Berliner Glas develops and produces optical high-end systems. How does the company ensure high-precision positioning and alignment of electro-optical components?
Joachim Gerike: The comprehensive product portfolio of the Business Unit Medical Applications of Berliner Glas includes multi-chip prism assemblies (RGB and VIS/NIR), autoclavable lenses, and highly complex 3D measurement cameras for digital dental imprints. The production of these types of optical high-end systems requires the precise combination and calibration of optics, mechanics, and electronics. This optimizes imaging properties and reduces imaging errors - even in small, compact systems.
Berliner Glas has created a versatile precision alignment platform for submicron positioning, which is already being implemented in a variety of customer projects. This platform can be used to simultaneously align electro-optical components, such as image sensors, in six degrees of freedom with a precision of up to 200 nm each, and fix them permanently to this accuracy.

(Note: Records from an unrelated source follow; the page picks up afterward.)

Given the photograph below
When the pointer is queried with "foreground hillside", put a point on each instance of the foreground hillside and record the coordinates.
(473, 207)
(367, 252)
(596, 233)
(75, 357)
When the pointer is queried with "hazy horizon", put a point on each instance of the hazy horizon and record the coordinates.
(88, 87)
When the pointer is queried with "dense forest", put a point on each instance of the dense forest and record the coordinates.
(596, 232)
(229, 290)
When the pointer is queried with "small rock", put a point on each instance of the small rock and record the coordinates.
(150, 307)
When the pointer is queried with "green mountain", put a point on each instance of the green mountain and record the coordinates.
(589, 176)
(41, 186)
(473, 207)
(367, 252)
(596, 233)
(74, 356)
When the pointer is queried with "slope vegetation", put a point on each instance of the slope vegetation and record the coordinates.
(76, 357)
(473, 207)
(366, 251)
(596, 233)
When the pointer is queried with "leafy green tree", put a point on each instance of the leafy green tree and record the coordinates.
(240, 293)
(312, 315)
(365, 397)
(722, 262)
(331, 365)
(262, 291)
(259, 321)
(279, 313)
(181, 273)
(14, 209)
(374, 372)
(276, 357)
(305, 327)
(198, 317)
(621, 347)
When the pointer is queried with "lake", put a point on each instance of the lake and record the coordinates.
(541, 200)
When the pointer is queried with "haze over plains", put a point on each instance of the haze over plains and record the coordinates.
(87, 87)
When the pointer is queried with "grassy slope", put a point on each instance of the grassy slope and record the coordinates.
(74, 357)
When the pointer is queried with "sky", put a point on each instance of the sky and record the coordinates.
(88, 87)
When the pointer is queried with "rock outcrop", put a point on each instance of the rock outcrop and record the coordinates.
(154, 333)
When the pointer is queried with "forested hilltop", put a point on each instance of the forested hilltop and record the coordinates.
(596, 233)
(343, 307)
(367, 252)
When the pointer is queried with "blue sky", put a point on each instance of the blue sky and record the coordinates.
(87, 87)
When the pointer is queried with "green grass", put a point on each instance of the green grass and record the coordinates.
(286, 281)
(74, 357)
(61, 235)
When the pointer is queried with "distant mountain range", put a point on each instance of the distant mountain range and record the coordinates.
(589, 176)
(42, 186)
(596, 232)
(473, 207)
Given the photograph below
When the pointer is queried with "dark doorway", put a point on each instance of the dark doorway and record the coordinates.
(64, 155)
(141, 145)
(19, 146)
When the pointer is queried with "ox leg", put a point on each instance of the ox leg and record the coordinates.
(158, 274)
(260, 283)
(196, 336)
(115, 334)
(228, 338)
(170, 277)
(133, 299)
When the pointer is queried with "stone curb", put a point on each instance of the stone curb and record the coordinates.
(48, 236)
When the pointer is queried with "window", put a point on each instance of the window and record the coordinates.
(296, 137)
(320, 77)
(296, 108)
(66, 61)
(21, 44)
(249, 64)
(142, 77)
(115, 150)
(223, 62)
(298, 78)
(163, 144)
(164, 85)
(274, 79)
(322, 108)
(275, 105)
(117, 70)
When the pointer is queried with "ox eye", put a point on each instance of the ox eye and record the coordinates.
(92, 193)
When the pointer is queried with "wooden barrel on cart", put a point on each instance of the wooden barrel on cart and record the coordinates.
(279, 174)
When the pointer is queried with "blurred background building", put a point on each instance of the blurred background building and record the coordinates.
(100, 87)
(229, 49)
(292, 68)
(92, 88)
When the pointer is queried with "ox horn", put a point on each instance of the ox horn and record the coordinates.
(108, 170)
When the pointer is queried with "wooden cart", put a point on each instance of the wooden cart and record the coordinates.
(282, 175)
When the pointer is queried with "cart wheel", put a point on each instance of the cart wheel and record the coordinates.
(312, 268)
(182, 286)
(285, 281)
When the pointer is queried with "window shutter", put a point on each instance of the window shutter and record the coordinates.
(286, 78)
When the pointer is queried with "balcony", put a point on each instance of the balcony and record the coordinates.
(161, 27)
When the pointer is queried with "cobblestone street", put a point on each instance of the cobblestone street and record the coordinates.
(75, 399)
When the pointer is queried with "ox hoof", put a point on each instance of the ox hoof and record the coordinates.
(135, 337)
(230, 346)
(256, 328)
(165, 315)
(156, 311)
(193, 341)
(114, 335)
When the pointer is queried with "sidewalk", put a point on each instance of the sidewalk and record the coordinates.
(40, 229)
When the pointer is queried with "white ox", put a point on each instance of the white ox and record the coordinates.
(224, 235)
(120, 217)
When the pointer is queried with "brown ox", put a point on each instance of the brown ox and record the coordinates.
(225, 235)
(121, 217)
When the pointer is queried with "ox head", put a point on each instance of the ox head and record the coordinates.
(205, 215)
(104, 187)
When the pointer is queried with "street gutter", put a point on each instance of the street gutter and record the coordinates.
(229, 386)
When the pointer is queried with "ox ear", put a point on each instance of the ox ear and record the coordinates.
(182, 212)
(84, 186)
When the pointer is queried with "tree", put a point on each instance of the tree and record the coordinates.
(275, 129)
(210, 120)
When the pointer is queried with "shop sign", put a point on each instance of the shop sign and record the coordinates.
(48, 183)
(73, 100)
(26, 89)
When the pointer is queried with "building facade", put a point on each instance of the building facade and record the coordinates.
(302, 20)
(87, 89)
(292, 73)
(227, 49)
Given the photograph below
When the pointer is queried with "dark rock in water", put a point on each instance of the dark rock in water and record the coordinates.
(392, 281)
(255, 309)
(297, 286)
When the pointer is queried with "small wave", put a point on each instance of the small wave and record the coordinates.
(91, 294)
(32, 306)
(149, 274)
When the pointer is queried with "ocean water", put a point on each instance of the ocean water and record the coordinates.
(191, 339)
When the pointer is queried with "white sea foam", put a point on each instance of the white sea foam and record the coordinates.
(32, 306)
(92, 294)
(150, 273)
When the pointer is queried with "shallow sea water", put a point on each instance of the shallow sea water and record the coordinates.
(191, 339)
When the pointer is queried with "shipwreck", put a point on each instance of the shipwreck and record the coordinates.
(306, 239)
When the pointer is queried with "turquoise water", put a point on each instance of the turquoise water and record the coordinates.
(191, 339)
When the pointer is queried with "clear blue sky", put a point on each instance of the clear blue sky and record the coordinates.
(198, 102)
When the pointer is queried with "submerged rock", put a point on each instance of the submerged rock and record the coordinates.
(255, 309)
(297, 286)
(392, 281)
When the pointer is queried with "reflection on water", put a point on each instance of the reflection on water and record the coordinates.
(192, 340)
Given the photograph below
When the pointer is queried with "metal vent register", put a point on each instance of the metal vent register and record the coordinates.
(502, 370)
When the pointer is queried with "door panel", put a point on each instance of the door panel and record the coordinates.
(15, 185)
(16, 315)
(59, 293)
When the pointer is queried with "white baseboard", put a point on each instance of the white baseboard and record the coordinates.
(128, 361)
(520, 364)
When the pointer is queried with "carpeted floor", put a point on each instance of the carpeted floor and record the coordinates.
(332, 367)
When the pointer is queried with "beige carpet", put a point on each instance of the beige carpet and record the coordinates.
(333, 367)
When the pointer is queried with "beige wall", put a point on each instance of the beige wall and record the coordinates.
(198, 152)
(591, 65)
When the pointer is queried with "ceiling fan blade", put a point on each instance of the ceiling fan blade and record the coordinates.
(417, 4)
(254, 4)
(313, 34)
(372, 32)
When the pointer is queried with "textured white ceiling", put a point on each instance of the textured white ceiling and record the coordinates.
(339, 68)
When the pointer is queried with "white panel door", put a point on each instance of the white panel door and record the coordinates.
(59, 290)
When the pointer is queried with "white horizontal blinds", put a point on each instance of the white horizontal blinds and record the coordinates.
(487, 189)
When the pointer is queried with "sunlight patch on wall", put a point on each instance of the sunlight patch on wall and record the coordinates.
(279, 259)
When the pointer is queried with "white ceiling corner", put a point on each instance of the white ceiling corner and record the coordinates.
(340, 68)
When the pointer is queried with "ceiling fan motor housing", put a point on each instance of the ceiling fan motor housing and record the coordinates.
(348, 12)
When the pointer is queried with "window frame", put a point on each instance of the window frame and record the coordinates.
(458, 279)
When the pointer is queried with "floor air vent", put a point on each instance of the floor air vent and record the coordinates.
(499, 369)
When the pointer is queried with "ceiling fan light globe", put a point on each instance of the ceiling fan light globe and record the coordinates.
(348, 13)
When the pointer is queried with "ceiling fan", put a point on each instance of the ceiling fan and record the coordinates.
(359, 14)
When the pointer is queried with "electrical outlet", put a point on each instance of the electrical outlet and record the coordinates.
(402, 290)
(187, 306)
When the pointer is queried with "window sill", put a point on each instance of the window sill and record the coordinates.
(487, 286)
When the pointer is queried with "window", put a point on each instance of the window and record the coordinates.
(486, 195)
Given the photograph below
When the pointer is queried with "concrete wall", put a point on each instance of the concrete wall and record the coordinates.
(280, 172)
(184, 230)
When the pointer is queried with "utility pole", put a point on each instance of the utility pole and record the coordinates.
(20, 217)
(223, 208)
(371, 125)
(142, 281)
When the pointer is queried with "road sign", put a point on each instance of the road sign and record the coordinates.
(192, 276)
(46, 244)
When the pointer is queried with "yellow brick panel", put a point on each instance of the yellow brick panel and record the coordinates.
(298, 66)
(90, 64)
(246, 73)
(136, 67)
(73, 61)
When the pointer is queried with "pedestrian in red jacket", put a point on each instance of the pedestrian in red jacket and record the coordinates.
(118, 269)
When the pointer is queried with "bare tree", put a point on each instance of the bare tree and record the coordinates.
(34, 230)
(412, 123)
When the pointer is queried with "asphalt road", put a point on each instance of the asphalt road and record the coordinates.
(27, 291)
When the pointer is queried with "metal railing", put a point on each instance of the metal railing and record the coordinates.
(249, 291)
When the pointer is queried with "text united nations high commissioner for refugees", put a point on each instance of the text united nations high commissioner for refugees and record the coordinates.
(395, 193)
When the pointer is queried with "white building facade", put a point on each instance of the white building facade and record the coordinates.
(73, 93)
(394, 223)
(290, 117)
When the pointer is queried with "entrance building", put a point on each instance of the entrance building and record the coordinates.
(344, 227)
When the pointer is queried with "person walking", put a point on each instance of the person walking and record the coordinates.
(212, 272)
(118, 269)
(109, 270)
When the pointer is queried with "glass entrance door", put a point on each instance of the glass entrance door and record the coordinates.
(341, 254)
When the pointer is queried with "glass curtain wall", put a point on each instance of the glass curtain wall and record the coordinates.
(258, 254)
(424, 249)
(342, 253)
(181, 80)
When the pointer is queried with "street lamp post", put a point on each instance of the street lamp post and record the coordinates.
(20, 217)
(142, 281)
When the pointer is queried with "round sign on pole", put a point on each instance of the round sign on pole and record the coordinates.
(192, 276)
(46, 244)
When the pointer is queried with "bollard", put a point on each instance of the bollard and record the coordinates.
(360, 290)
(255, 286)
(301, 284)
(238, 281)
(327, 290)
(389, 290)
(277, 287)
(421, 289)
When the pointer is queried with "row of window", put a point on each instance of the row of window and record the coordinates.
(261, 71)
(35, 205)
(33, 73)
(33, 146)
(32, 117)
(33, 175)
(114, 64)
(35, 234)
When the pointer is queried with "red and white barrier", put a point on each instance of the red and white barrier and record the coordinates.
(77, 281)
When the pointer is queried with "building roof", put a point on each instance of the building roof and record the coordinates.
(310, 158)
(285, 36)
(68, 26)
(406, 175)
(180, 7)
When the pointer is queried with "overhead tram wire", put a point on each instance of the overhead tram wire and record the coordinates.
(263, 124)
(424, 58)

What are some typical products that incorporate this new technology?
Gerike: Endoscopes and dental cameras use so-called multi-chip prism assemblies, aiming to split light into its spectral components, record a high-quality image via individual sensors and assemble it electronically. Increasing resolutions from HD to 4k to 8k requires pixel-precise alignment of the sensors in the same degree.
The alignment platform in Berlin facilitates the precise positioning of these and other electro-optical components for various visual processes, including fluorescence imaging techniques. This also applies to the simultaneous alignment of up to four lens systems.